Collectivism and engineered perception

From Jon Rappoport:

The primary feature of The Group is: its members look at events indirectly; they look at events in accordance with what they think other members are seeing; they don’t look at or judge an event through their own eyes or minds.

This method of seeing is, in fact, empty. It’s a fantasy. It’s like passing around an unknown object, from hand to hand, and describing it as you believe everyone else will describe it.

You are always listening for “an echo effect” before it happens.

And you claim the echo effect is what you perceive.

It’s a rank absurdity.

It creates a foundation of zeroes, in all areas of human life.

High-IQ idiots will tell you this is the only way society can operate. Why? Because they no longer know what a free and independent individual is. They no longer know what it means to see things as they actually see them. And when they vaguely sniff out a free individual, they recoil in horror.

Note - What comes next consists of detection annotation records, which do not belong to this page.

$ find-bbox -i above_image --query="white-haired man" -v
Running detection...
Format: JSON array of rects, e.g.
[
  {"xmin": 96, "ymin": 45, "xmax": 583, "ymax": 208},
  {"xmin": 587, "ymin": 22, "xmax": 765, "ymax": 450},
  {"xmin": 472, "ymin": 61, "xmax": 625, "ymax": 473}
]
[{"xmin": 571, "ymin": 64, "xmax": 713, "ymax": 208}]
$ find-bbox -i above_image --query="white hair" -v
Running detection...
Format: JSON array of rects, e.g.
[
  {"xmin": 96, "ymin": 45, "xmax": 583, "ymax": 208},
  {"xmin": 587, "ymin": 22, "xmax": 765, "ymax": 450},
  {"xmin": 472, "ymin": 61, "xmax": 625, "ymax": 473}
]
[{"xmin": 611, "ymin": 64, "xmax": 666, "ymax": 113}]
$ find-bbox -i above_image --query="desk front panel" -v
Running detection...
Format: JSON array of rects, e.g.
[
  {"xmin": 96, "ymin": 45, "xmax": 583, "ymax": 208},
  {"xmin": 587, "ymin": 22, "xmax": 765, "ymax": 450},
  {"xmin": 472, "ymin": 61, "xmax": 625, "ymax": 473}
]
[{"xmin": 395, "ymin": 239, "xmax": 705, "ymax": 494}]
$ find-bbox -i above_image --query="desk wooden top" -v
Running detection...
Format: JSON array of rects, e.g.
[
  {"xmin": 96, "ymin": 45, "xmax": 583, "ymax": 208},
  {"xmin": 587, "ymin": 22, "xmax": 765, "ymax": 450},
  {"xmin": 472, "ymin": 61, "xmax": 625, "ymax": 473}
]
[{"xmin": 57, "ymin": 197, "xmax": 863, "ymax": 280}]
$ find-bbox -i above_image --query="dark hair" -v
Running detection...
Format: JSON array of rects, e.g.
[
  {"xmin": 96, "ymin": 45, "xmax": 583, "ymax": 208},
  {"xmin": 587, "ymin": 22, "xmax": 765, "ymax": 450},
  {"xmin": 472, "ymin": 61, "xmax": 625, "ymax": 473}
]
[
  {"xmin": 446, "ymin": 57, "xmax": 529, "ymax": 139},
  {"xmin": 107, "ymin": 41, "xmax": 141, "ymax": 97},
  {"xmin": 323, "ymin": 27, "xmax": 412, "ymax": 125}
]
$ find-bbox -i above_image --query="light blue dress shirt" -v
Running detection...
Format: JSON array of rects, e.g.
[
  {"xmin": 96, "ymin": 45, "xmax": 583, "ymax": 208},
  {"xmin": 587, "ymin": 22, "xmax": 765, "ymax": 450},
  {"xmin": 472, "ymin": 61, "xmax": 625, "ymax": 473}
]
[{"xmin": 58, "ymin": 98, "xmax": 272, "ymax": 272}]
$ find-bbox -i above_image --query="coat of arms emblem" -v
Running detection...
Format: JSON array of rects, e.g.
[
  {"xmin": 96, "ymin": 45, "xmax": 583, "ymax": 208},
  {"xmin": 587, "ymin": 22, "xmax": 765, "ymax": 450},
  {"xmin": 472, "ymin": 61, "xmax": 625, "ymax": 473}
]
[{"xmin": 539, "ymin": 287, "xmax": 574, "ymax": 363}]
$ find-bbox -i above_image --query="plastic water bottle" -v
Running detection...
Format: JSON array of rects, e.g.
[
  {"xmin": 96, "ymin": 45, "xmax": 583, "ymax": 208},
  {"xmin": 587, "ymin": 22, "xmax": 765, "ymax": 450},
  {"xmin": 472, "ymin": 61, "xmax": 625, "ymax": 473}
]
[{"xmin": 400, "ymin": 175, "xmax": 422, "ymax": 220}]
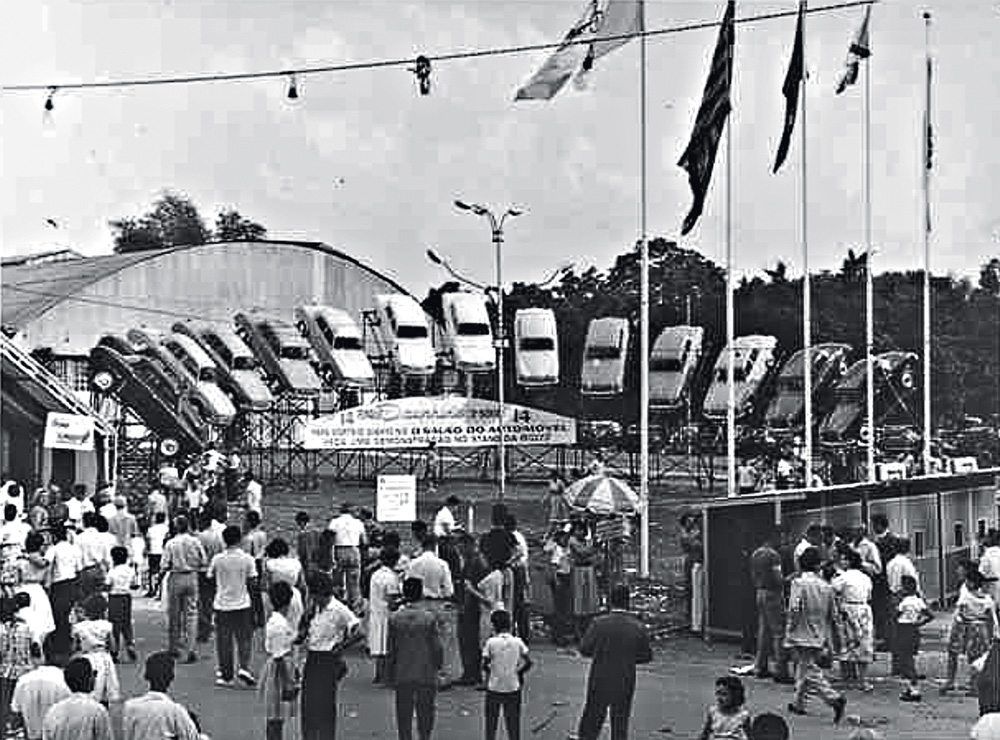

In the early days of the American Republic, as the two-party system developed, certain men saw that it was moving toward collectivism.

In phase one, it was evolving into polarized opposition, with neither side actually expressing clear and direct perception. It was an engineered A versus B, with each side saying whatever it could, in order to win popular support.

And beyond that, it was a PRETENSE of polarized opposition. Behind the scenes, both parties, and the men who owned them, were simply building up the power of centralized government—and figuring out how to appeal to the population on the basis of “shared consensus” and “the greatest good for the greatest number.”

In other words: “how can we get the masses to think they’re all perceiving the same thing, the thing we want them to perceive?”